988 Helpline launched on Friday in inspiring ceremony
Pago Pago, AMERICAN SAMOA — The American Samoa suicide and mental health “988 Helpline” was officially launched last Friday morning, where First Lady, Ella Pelefoti Mauga, who delivered special remarks, encouraged the community to, among other things, “seek out ways we can help each other and fight the challenges of suicide.”
The 988 center — a collaborative effort between the Human and Social Services Department (DHSS) and the Health Department (DoH), and other partners, is temporarily located at the Haleck Professional Building, where the launching ceremony was held.
Among those attending the event included Gov. Lemanu Peleti Palepoi Sialega Mauga, Lt. Gov. Talauega Eleasalo Va’alele Ale and his wife, Marian McGuire Ale, and the Rev. Iakopo Seumalo of the CCCAS Lauli’i, who delivered the invocation and benediction.
Prior to the invocation, Rev. Seumalo shared a brief important message, saying in part, “We have to reach out to our community in crisis.” He believes no one should be “embarrassed” to call 911 emergency line when there is a family emergency and no one should be “embarrassed” to call 988 when faced with a mental health or suicide crisis.
In her speech, the First Lady expressed appreciation to everyone for their hard work in moving the 988 Helpline to reality. She thanked DoH and DHSS directors and their teams and “all our essential workers who have made our island a better place and a safer place to live through their hard work, their kind, compassion and love for our people.”
“I also want to thank God for his spiritual guidance in our lives, for I know that somewhere, someone is taking their final breath. I thank Him for allowing us this opportunity to affect and impact change,” she said.
“We are here to remember the lives of our loved ones who have been affected by suicide, due to the hardships and the pain they have faced. We are saddened by their absence and we are here because they will live on in the work that we do from now on,” she said.
“Today is a day of hope. We are here to remind our loved ones — young and old, near and far — that you are loved, you are not alone,” she declared and read a quote from Brannon Bercher — “Talking about mental health is not attention seeking. People die in silence every day, due to this judgment and then people finally say ‘I wish they spoke up’.”
The First Lady told the gathering that “it is our duty and responsibility to engage in conversation with our families, our villages, our church communities, especially our parents and seek out ways we can help each other and fight the challenges of suicide.”
“We must establish a safe bubble that fosters understanding, love and trust without judgment,” she said and pointed out that it’s “not an easy subject for most people and some would even feel that it wouldn’t happen to someone that they love.”
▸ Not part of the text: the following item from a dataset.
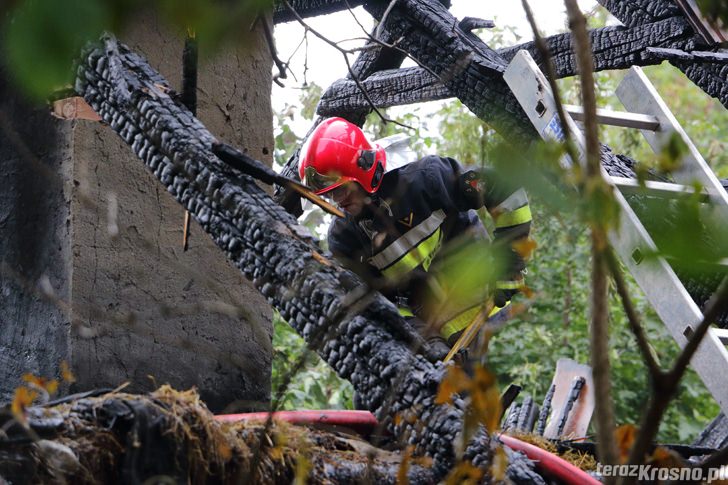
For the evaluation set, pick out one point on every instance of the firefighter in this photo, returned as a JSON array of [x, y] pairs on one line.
[[400, 223]]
But the role of government, through DoH and DHSS suicide Hotline 988, “is to make this conversation easier for anyone who is dealing with problems. And to share them, so that the burden is shared together and not alone,” she said.
“That is why we are here today, we must remember those who we lost to suicide. We must unite to share the burden and we must share the burden of those going through the same feelings and thoughts to say to them, that you are loved, and you are not alone. We are here for you. I say again, you are not alone,” she concluded.
The First Lady was on the program to cut-the ribbon, but instead handed the honor to Mrs. Ale.
DHSS announced in January this year, that it has received the National Suicide Prevention Lifeline’s 9-8-8 State Planning Grant through Vibrant Emotional Health, the nonprofit administrator of the National Suicide Prevention Lifeline (Lifeline).
Through the grant, the DHSS, in partnership with DoH along with other agencies and non-profit organizations, will participate in the development of strategic plans for American Samoa in preparation for the projected infrastructure needs, volume growth, and access to the Lifeline’s new 9-8-8 number.
“Wow, there’s so many of you and I am alone. Can you please save me before I take my own life,” was the message delivered by DoH deputy director, Vesi Talalelei Fautanu to the audience, as he shared background information on this project during the ceremony. He repeated the same message at the conclusion of his remarks what many who have dialed for help say.
He said the grant award for this important program was $135,000, which was awarded early this year and the performance grant time frame is Feb. 1, 2021 to Sept. 30, 2021. “This grant will improve vital crisis services, the advocacy of suicide prevention efforts and reduce stigma about mental health,” he explained.
March this year was when the collaboration agreement between the directors of DHSS and DoH was reached, and to move forward in establishing what is necessary for this much needed service for American Samoa, he said.
Then on Mar. 31st, 32-trained American Samoa operators received certificates “following high caliber curriculum of cross training in areas of basic suicide prevention, basis health assessment tools and over the phone skills,” he pointed out.
While there is still much work to do, as members of the governor’s suicide prevention task force, working groups, steering committee and support staff, “we must merge in such a way that has never been done before,” he said.
Josephine G. Lutali, deputy director of Programs and Services for DHSS gave brief remarks. DHSS director Muavaefa’atasi John Suisala, and Health director Motusa Tuileama Nua also attended the ceremony along with several staff members from both departments. Dr. Salilo Julia Foifua was the mistress of ceremonies.